Abschließende Überlegungen

Das Dokument bewegt sich in zwei Richtungen: zum einen stellt es sich dar als eine respektvolle Annahme der Werte anderer Religionen, ganz auf der Linie der lehramtlichen Beispiele. Zum anderen geht es ihm darum, jeden Relativismus zu vermeiden, indem es diese Religionen eben nicht als Heilsweg bezeichnet – wenngleich die Möglichkeit nicht bestritten wird, dass einige ihrer Aspekte ihren Anhängern durchaus zu Hilfsmitteln auf dem Weg des Heils werden können. Dabei wird allerdings auch deutlich, dass es in den Religionen nicht nur Gutes gibt, sondern auch Mängel, Unklarheiten und Fehler. Mögen sie auch einige Strahlen der Wahrheit widerspiegeln, so sind sie doch nie von ihrer Fülle erleuchtet.

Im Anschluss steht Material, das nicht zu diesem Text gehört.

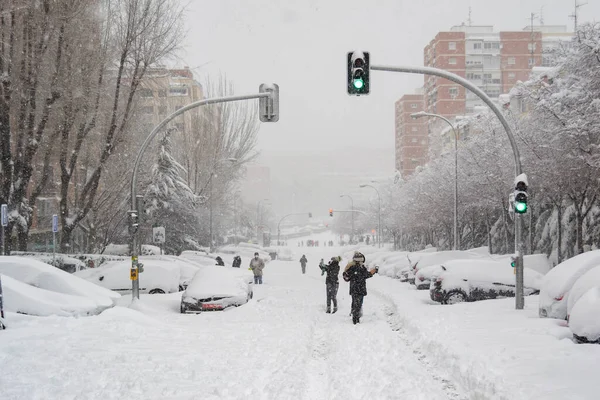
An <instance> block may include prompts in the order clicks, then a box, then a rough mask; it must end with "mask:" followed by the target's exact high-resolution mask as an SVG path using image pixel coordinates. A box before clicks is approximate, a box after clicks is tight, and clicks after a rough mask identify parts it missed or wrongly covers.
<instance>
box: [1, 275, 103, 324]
mask: <svg viewBox="0 0 600 400" xmlns="http://www.w3.org/2000/svg"><path fill="white" fill-rule="evenodd" d="M2 292H3V297H4V299H3V300H4V309H5V311H8V312H14V313H20V314H28V315H35V316H41V317H45V316H49V315H58V316H65V317H67V316H82V315H90V314H97V313H100V312H101V311H102V310H104V309H106V308H105V307H100V306H98V304H97V303H96V302H95V301H94V300H92V299H90V298H87V297H84V296H75V295H69V294H64V293H58V292H53V291H51V290H45V289H40V288H37V287H34V286H30V285H28V284H26V283H23V282H21V281H18V280H16V279H13V278H11V277H10V276H8V275H2Z"/></svg>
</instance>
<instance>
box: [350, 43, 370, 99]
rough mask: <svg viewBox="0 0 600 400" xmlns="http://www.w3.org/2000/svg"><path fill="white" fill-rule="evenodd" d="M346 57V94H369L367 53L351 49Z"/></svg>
mask: <svg viewBox="0 0 600 400" xmlns="http://www.w3.org/2000/svg"><path fill="white" fill-rule="evenodd" d="M347 58H348V60H347V61H348V67H347V72H348V82H347V83H348V94H350V95H355V96H360V95H362V94H369V53H368V52H363V51H351V52H349V53H348V57H347Z"/></svg>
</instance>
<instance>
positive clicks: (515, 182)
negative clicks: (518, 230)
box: [515, 174, 529, 214]
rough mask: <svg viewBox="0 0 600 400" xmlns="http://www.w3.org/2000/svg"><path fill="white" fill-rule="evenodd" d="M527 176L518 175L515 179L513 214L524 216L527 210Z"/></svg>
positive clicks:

Letztlich geht es vor allem darum, deutlich zu machen, dass alles, was in ihnen gut und wertvoll ist, von Christus kommt und auf den Geist zurückzuführen ist, der nach seiner Auferstehung vergossen wurde. An der Einzigkeit der Mittlerschaft „des Menschen Jesus Christus“ (1 Tim 2,5) muss unter allen Umständen festgehalten werden. Er ist der einzige Weg zum Vater (vgl. Joh 14,6), und kein Weg, der nicht mit diesem konvergiert, kann wahr sein. Komplementäre oder parallele Wege gibt es nicht. Aus diesem Grund kann niemand gleichgültig bleiben vor der Begegnung mit Christus und der Eingliederung in seinen Leib, die Kirche. Und darum hat auch die Kirche die ungebrochene Pflicht, Christus denen zu verkünden, die ihn noch nicht kennen, bis zu seiner herrlichen Wiederkunft am Ende der Zeit, wenn er kommt, zu richten die Lebenden und die Toten.

 

 


[1] De res. mort. 6,3: „Quodcumque limus exprimebatur, Christus cogitabatur, homo futurus“.